Mi padre me trataba de loco. Parecía
envejecido. Empezó a hablar solo en el cuarto de baño mientras se
afeitaba. Decía que, cuando pasaran los años, me daría cuenta de la
locura que cometía. Esto ocurrió antes de mi salida definitiva,
cuando volví al dejar la escuela de cohetes de Bristol. Hasta más
tarde no supe lo que representaba; pero supongo que carece de
importancia. Yo y otros veinte volábamos con rumbo directo hacia
Woomera, sin tener la oportunidad de detenernos y contemplar las
Pirámides de paso. Esto fue lo que me hizo entrar en una especie de
pánico.
Pese a lo extraño del lugar y de la
inimaginable desolación y soledad de los alrededores —nunca había
visto antes un desierto— tuve tanto miedo de que mi padre tuviera
razón, que decidí convertir aquello en un éxito. Me convertí en uno
de aquellos pobres idiotas que hacían cuanto les ordenaban y más, y
cuando me encontraba con uno de los inefables pelmazos científicos
que se proponía instruirme en las altas matemáticas del vuelo del
cohete, me sentía más que contento. Reconsiderándolo todo, lo veo
ahora tan lejos como sólo los cohetes y sus semejantes pueden
llegar. Había ido a dormitar durante dos años.
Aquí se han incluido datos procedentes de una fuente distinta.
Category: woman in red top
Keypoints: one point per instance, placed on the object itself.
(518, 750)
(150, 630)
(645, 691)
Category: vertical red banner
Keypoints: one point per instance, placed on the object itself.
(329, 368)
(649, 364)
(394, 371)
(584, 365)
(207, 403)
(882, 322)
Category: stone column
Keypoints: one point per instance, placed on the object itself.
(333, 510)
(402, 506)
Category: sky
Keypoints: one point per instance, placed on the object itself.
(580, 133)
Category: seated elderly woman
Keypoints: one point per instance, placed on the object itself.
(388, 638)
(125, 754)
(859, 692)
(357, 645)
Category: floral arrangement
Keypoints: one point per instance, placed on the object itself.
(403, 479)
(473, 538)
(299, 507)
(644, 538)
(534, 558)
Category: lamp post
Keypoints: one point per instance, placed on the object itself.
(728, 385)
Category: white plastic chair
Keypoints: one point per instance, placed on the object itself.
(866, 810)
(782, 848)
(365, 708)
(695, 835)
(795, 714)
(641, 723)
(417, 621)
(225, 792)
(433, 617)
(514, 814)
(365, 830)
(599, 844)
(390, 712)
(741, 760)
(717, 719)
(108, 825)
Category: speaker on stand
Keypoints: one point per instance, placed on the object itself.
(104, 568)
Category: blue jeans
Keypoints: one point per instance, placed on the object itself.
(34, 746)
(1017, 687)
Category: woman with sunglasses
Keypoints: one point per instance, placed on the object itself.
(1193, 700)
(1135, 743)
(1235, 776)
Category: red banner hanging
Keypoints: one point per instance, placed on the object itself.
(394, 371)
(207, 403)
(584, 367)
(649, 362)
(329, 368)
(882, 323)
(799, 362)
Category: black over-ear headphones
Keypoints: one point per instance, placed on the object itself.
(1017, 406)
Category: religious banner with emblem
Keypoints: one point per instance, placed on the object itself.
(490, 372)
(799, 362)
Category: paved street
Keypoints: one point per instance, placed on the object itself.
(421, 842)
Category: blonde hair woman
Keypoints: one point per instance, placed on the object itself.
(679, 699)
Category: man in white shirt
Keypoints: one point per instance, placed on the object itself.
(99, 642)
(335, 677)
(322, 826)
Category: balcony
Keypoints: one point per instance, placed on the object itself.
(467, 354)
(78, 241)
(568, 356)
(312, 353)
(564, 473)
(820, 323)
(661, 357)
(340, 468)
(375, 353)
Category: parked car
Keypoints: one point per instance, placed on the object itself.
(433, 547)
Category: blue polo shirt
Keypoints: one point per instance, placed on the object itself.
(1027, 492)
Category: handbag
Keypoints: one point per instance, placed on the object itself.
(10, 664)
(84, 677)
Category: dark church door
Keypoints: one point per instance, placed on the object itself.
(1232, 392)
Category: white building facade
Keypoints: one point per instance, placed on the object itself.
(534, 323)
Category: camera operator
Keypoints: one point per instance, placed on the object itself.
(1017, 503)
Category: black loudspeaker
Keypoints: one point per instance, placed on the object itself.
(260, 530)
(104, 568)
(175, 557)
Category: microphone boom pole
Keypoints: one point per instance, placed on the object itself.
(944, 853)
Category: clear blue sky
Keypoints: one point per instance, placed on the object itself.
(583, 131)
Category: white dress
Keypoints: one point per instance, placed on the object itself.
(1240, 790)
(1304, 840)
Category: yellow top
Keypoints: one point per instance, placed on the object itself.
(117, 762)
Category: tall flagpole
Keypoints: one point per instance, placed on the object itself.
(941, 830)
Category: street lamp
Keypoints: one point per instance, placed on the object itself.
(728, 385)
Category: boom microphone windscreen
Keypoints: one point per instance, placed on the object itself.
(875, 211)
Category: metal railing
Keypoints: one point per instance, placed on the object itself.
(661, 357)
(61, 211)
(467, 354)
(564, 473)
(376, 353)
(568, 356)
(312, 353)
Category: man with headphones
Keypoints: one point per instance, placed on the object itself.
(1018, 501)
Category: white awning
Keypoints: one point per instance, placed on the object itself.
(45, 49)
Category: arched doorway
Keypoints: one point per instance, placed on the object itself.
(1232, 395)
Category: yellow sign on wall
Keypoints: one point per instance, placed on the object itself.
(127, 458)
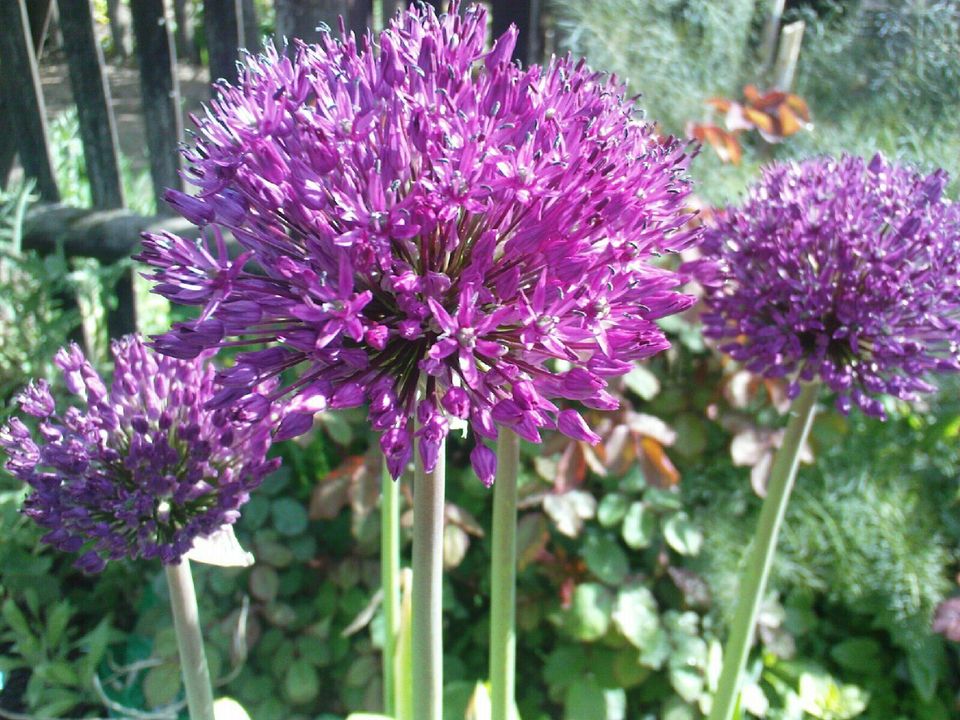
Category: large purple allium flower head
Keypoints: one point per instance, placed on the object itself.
(428, 228)
(141, 469)
(841, 270)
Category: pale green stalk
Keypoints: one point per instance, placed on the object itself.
(761, 552)
(193, 659)
(389, 576)
(428, 489)
(404, 660)
(503, 573)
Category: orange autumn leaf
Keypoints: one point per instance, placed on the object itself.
(659, 462)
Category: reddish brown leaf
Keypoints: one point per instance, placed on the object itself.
(656, 460)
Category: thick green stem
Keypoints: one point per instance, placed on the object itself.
(427, 590)
(193, 659)
(503, 573)
(389, 577)
(760, 555)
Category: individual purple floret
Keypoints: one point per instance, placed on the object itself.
(413, 207)
(145, 468)
(842, 270)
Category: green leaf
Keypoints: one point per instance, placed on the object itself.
(590, 612)
(643, 382)
(15, 618)
(682, 535)
(612, 508)
(663, 500)
(264, 583)
(606, 559)
(822, 697)
(95, 644)
(62, 673)
(289, 516)
(585, 701)
(161, 684)
(57, 620)
(301, 684)
(691, 434)
(926, 664)
(654, 654)
(57, 702)
(688, 682)
(338, 427)
(627, 669)
(635, 615)
(861, 654)
(634, 481)
(255, 512)
(639, 526)
(564, 665)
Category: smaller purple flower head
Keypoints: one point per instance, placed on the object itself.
(842, 270)
(138, 470)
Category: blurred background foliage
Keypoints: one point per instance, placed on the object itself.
(629, 551)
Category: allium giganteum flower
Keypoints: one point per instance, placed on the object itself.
(842, 270)
(427, 210)
(145, 468)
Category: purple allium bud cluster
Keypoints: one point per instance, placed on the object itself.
(415, 211)
(141, 471)
(839, 269)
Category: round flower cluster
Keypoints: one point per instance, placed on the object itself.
(428, 228)
(145, 468)
(839, 269)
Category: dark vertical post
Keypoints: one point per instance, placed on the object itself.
(8, 140)
(161, 95)
(389, 8)
(223, 25)
(92, 95)
(187, 49)
(251, 27)
(40, 13)
(525, 14)
(300, 18)
(21, 89)
(119, 17)
(358, 16)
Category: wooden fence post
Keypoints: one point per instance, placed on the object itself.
(8, 140)
(119, 17)
(223, 25)
(788, 52)
(24, 98)
(92, 96)
(252, 39)
(525, 14)
(183, 38)
(160, 91)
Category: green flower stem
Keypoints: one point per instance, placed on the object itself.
(427, 589)
(503, 573)
(760, 554)
(389, 576)
(193, 659)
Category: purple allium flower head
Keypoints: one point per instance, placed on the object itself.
(413, 207)
(838, 269)
(145, 468)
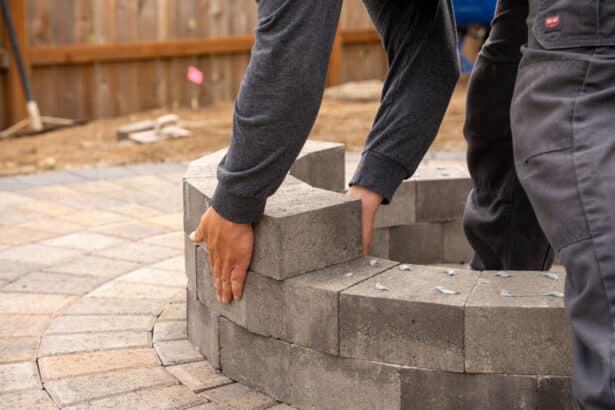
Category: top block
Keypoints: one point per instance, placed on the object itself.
(303, 228)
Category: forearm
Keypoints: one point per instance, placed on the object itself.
(277, 105)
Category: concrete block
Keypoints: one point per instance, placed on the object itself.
(555, 393)
(311, 302)
(401, 210)
(410, 324)
(321, 165)
(303, 228)
(322, 381)
(381, 243)
(457, 249)
(439, 390)
(203, 329)
(267, 371)
(525, 334)
(441, 193)
(261, 307)
(419, 243)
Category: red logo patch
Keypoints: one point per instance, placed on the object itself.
(552, 21)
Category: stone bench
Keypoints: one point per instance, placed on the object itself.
(322, 327)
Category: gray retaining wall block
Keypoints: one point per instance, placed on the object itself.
(527, 333)
(203, 328)
(412, 323)
(297, 233)
(321, 165)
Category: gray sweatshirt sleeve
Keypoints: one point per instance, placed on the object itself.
(282, 90)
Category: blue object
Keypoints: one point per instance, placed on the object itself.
(474, 11)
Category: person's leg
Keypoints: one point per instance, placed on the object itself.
(564, 143)
(499, 221)
(420, 42)
(278, 101)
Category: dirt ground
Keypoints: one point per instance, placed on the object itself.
(95, 144)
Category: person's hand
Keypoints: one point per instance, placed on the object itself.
(370, 202)
(230, 246)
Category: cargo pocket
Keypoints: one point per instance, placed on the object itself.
(542, 119)
(563, 24)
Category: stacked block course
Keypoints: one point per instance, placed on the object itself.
(321, 327)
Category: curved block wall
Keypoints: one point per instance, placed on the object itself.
(321, 327)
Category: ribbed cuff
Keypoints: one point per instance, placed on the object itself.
(379, 174)
(235, 208)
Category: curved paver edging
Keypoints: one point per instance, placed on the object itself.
(319, 326)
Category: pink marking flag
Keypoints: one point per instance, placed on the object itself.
(195, 75)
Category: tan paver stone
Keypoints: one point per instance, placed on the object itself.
(16, 216)
(27, 400)
(177, 352)
(99, 323)
(95, 218)
(11, 200)
(18, 376)
(198, 376)
(175, 311)
(50, 208)
(55, 225)
(138, 252)
(80, 364)
(239, 397)
(30, 303)
(85, 241)
(89, 342)
(171, 330)
(132, 230)
(115, 306)
(165, 398)
(9, 270)
(94, 266)
(117, 289)
(172, 240)
(11, 235)
(174, 264)
(23, 325)
(84, 388)
(173, 221)
(156, 277)
(135, 211)
(18, 349)
(39, 254)
(54, 283)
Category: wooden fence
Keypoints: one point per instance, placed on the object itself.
(99, 58)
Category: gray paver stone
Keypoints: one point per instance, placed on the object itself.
(177, 352)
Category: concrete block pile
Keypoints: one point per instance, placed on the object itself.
(322, 327)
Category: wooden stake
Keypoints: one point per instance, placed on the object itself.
(15, 98)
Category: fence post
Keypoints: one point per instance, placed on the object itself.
(335, 65)
(15, 98)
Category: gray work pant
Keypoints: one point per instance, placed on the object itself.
(550, 177)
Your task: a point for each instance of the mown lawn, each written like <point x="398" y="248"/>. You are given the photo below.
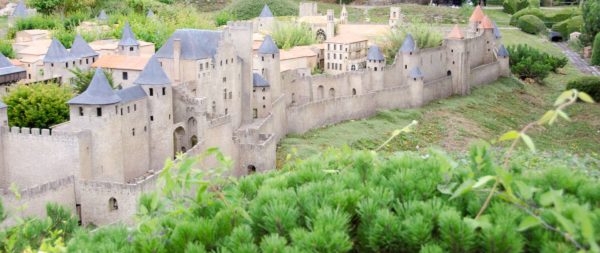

Pasé mucho tiempo sintiendo mis pies
firmemente plantados en la arena del desierto. Luego, poco a poco,
fui despertando ante la idea de que, aun cuando yo era un chico
entre muchos, de ojos azules y bien orientado para ser un hombre
inteligente con un propósito determinado, todavía no existía ningún
medio (por muy alto que fuese subiendo en la jerarquía de los
cohetes) para lograr que cambiara aquel mundo de arena, de polvo y
de sol abrasador, en una visión de bellas muchachas, de rosas, de
riachuelos en el campo y de flores abrileñas.
Me di cuenta tarde y me di cuenta mal. Me
convencí de que era mi padre quien tenía razón, pese a todo, aun
cuando, desde su tienda de carnicero de Manchester, no había ni
siquiera vislumbrado lo que podía ser la vida en Woomera.
Pero ya entonces no existía ninguna vía de
escape, ni por los lados ni horizontalmente a través de la
superficie de la Tierra. El único camino era vertical, hacia lo
alto, vía proyecto M. 76. Incluso es posible que, en general, todo
el asunto haya ocurrido por causas igualmente negras y oscuras de
parte de aquellos que constituían mi familia.
De otro modo no era explicable el motivo por
el cual, cinco de nosotros viajábamos acostados en una lata de
estaño de un cohete y consentíamos en que alguien, en el exterior,
apretara una palanca.
Pese a todas nuestras charlas y reflexiones
sobre Drake y Raleigh, sobre la competencia americana y sobre la
época de la reina Isabel, a consecuencia de las cuales íbamos a
convertirnos en exploradores y descubridores, pienso que algo
similar les debió de ocurrir a ellos. Los primeros isabelinos
debieron verse convertidos en viajeros más que por lo que ellos
apetecían, por las condiciones espantosas en que se encontraban los
barrios bajos de los primitivos isabelinos en las que se hubiesen
visto sumergidos si no hubiesen salido a hacer fortuna.